Problem 1: Based on your understanding, use one sentence to explain why we exclude ResponseFlag and TotalSpent in clustering.

Problem 2: Compare the results from two nodes. Report anything you believe significant enough.

4. Run the Segment Profile nodes. 

Problem 3: Compare the results from the two Segment Profile nodes and report any significant findings.

5. Study the distributions of ResponseFlag and TotalSpent regarding _SEGMENT_.

Problem 4: Compare the outcomes with the results from the decision tree as you have done in Homework Assignment 2.

6. Problem 5: Write a paragraph to summarize the above findings. Questions: How well the clustering outcomes could capture the target variable in the classification model?

-----------------------------------------

Part II

Start this part on March 21, 2013

 

Explore the dataset BANK and work out the following analyses:

1)     Associate analysis (Association)

2)     Sequence analysis (Association (2))

3)     Market Basket

4)     Path analysis

ZI[0YVXAPDY`~_G8}HE${UE

 

 

The report will include the results as follows:

  1. Identify three most frequently accessed bank services.
  2. List the three most frequently happened bank services access sequence patterns
  3. Present two charts with regard to the relationship between support and confidence. You need to explain the information contained in the charts.
  4. Draw a 3-D chart of support, confidence and lift.
  5. Two findings from Market Basket.
  6. Two findings from Path Analysis.

---------------------------------------
Part III: Optional

Note: Before you work on the second subquestion of question 1, you need to know Apriori Principle, which tells you how to reduce the number of itemsets to improve the efficiency of association analysis. Check Slide #110 in DM10-PatternDicovery.ppt.

 

1.       Use W, L and C to represent items “Watch Promo”, “Life Ins Promo”, and “Credit Card Ins”.

1)      List all itemsets generated from items {W, L, C}.

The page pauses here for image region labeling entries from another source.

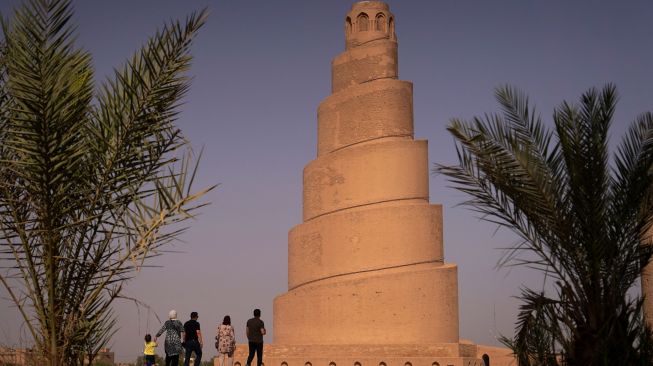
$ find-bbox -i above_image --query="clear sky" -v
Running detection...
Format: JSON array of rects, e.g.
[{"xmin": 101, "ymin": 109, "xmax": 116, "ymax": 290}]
[{"xmin": 0, "ymin": 0, "xmax": 653, "ymax": 361}]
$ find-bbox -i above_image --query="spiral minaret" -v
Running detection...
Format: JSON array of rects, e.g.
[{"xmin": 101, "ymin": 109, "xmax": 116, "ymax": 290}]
[
  {"xmin": 224, "ymin": 1, "xmax": 515, "ymax": 366},
  {"xmin": 274, "ymin": 1, "xmax": 458, "ymax": 344}
]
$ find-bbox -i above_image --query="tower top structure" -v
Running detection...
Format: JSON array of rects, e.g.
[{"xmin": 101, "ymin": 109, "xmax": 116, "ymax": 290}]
[{"xmin": 345, "ymin": 1, "xmax": 397, "ymax": 50}]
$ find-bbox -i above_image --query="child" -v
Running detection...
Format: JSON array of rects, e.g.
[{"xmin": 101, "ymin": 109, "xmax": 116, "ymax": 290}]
[{"xmin": 143, "ymin": 334, "xmax": 157, "ymax": 366}]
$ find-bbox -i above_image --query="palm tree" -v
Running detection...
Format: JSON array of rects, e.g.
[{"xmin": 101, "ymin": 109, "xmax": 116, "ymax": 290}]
[
  {"xmin": 0, "ymin": 0, "xmax": 213, "ymax": 366},
  {"xmin": 434, "ymin": 85, "xmax": 653, "ymax": 365}
]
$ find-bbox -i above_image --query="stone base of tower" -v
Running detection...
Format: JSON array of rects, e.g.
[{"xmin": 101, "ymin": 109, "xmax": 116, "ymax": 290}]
[{"xmin": 219, "ymin": 341, "xmax": 517, "ymax": 366}]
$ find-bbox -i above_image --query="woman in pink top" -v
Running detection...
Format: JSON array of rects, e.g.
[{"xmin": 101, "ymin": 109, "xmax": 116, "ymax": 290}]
[{"xmin": 215, "ymin": 315, "xmax": 236, "ymax": 366}]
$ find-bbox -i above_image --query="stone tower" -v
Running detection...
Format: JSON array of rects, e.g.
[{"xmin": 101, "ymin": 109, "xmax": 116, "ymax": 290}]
[
  {"xmin": 229, "ymin": 1, "xmax": 514, "ymax": 366},
  {"xmin": 274, "ymin": 1, "xmax": 458, "ymax": 345}
]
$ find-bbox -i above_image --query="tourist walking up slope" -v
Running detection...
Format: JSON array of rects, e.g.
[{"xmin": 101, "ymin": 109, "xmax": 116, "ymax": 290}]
[
  {"xmin": 215, "ymin": 315, "xmax": 236, "ymax": 366},
  {"xmin": 245, "ymin": 309, "xmax": 265, "ymax": 366},
  {"xmin": 154, "ymin": 310, "xmax": 184, "ymax": 366},
  {"xmin": 184, "ymin": 311, "xmax": 204, "ymax": 366}
]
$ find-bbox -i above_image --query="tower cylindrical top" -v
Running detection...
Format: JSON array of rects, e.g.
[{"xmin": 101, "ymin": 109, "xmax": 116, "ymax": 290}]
[{"xmin": 345, "ymin": 1, "xmax": 397, "ymax": 49}]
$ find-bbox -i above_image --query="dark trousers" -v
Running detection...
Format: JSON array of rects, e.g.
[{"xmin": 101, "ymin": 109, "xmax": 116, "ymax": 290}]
[
  {"xmin": 166, "ymin": 353, "xmax": 179, "ymax": 366},
  {"xmin": 247, "ymin": 341, "xmax": 263, "ymax": 366},
  {"xmin": 184, "ymin": 339, "xmax": 202, "ymax": 366}
]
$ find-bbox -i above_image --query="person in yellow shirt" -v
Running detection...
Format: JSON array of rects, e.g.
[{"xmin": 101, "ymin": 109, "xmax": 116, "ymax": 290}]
[{"xmin": 143, "ymin": 334, "xmax": 157, "ymax": 366}]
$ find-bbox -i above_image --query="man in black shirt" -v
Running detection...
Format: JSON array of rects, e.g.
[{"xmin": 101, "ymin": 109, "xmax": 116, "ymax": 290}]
[
  {"xmin": 184, "ymin": 311, "xmax": 204, "ymax": 366},
  {"xmin": 245, "ymin": 309, "xmax": 265, "ymax": 366}
]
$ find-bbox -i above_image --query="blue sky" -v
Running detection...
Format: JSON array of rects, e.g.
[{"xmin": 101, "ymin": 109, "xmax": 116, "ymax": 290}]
[{"xmin": 0, "ymin": 0, "xmax": 653, "ymax": 361}]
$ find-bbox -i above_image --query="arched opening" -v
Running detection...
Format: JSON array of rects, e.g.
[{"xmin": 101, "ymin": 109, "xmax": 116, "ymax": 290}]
[
  {"xmin": 356, "ymin": 13, "xmax": 370, "ymax": 32},
  {"xmin": 376, "ymin": 13, "xmax": 386, "ymax": 32}
]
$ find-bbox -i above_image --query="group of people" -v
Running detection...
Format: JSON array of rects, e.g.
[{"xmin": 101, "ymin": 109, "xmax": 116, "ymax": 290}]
[{"xmin": 143, "ymin": 309, "xmax": 266, "ymax": 366}]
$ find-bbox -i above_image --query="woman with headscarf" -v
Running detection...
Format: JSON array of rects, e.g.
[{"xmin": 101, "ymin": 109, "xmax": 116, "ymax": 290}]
[
  {"xmin": 154, "ymin": 310, "xmax": 184, "ymax": 366},
  {"xmin": 215, "ymin": 315, "xmax": 236, "ymax": 366}
]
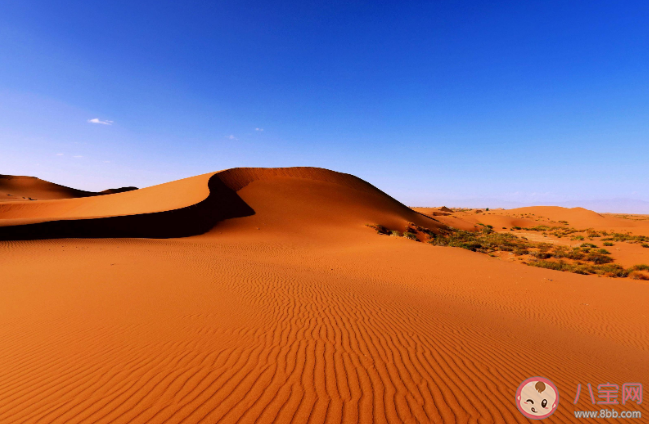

2)      If (W, C) is not a frequent itemset, which itemsets are also infrequent? 

3)      Based on the following table (a) identify a rule that has the highest support, (b) draw the contingence table for the rule, and (c) calculate its support, confidence and lift.

 

ID

Watch Promo (W)

Life Ins Promo (L)

Credit Card Ins. (C)

1

Yes

Yes

No

2

Yes

Yes

Yes

3

Yes

Yes

No

4

No

Yes

Yes

5

Yes

No

Yes

 

2.       Add in the negation of “Credit Card Ins” as an item, denoted as ~C. Based on the above table, find an association rules that contain ~C in the antecedent (left-hand side) and have the highest support. What are its confidence and lift?